Growing pains:can the politics of sustainability survive the economic downturn?
- 24th September 2012, 01:00PM
- Surrey room 1, Hilton Metropole, Brighton
This event will seek to question the conventional wisdom that the current economic downturn will damage the move towards a more sustainable economy. We hope it will question whether the recession has to be bad for the planet and the poor or whether we can turn a crisis into an opportunity, to recalibrate our thinking of economic development and achieve ‘good growth’.
Speakers will include:
- Duncan Hames MP, PPS to Deputy Prime Minisiter Nick Clegg MP
- Sharon Bowles MEP, Member of the European Parliament for South East England, Chair of the EU Economic and Monetary Affairs Committee
- Phil Bloomer, Director of Campaigns, Oxfam
- David Nussbaum, CEO, WWF (chair)
- Mark Potter, Head of Renewable Energy, RSA Insurance
As the global economy falters, commentators have questioned whether the economic downturn will put an end to the politics of sustainability. On the face of things, the signs do not appear promising. Aid budgets are falling globally (with the UK as a notable exception) and international climate negotiations remain deadlocked. Meanwhile, in the UK the Environmental Audit Committee has criticised the Government’s approach to a green economy claiming it lacks a long-term vision and represents a missed opportunity to show global leadership in the run-up to the Rio Summit.

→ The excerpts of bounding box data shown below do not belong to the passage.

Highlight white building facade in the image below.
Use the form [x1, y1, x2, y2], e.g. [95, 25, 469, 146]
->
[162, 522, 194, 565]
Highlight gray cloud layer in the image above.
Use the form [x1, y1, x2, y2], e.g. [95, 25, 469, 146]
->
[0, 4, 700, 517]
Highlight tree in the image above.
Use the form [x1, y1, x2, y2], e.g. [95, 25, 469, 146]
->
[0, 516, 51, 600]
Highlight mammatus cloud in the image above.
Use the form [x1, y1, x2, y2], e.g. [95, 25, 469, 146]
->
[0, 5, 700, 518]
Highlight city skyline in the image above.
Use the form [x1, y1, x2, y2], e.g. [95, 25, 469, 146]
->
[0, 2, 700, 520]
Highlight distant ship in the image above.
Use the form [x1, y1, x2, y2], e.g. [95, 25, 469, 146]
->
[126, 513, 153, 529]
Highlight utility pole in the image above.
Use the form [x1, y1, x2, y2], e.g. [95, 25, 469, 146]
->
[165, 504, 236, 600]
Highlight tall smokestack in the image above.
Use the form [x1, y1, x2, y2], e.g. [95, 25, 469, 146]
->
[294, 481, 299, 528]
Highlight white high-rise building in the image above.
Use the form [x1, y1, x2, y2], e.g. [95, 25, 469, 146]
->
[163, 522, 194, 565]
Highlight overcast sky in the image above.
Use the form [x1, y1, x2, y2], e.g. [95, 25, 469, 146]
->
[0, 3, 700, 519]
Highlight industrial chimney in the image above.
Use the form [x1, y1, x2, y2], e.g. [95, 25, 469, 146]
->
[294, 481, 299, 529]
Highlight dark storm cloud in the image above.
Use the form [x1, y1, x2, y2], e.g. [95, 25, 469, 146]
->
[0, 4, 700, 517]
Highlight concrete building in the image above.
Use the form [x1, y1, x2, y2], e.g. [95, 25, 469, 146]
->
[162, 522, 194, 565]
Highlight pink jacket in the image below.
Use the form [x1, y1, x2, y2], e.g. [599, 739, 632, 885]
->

But the politics of sustainability are no luxury. While scientists tell us we are already living beyond the means of our finite planet, there are still 1.3 billion people living in absolute poverty, on less than $1.25 per day. Our economies must respond to the challenge of meeting people’s basic needs whilst preserving the planet.
There are optimistic signs that government and business recognise that economic recovery must have both poverty reduction and environmental protection at their heart. The Prime Minister has been announced as a co-chair of the UN Secretary General’s panel to look at development post 2015, and it is widely acknowledged that any new global goals will have to incorporate both poverty reduction and environmental sustainability. Meanwhile domestically the launch of the Natural Environment White Paper is a move towards understanding formally the value of nature, and is coupled with an increasing interest in measuring wellbeing or “happiness”. Both are elements towards developing a broader understanding of economic development beyond GDP.
There is also potential for new industries, such as the renewable energy sector, to come to the fore as the powerhouse for the next generation of manufacturing. The United Nations Energy Programme predicts that by 2030 there will be an additional 6.3 million jobs in solar and 2.1 million jobs in wind energy worldwide. This type and scale of investment can transform previously declining industrial areas into thriving renewable support centres.
On a global scale, such new ways of thinking could provide the basis of a new sustainable economic development model which allows for both human wellbeing and the preservation of our planet. The key question is: what does good growth look like and how can we achieve it?
This event will take place on Monday 24th September at 13:00-14:30 in Surrey 1, Hilton Metropole, Brighton.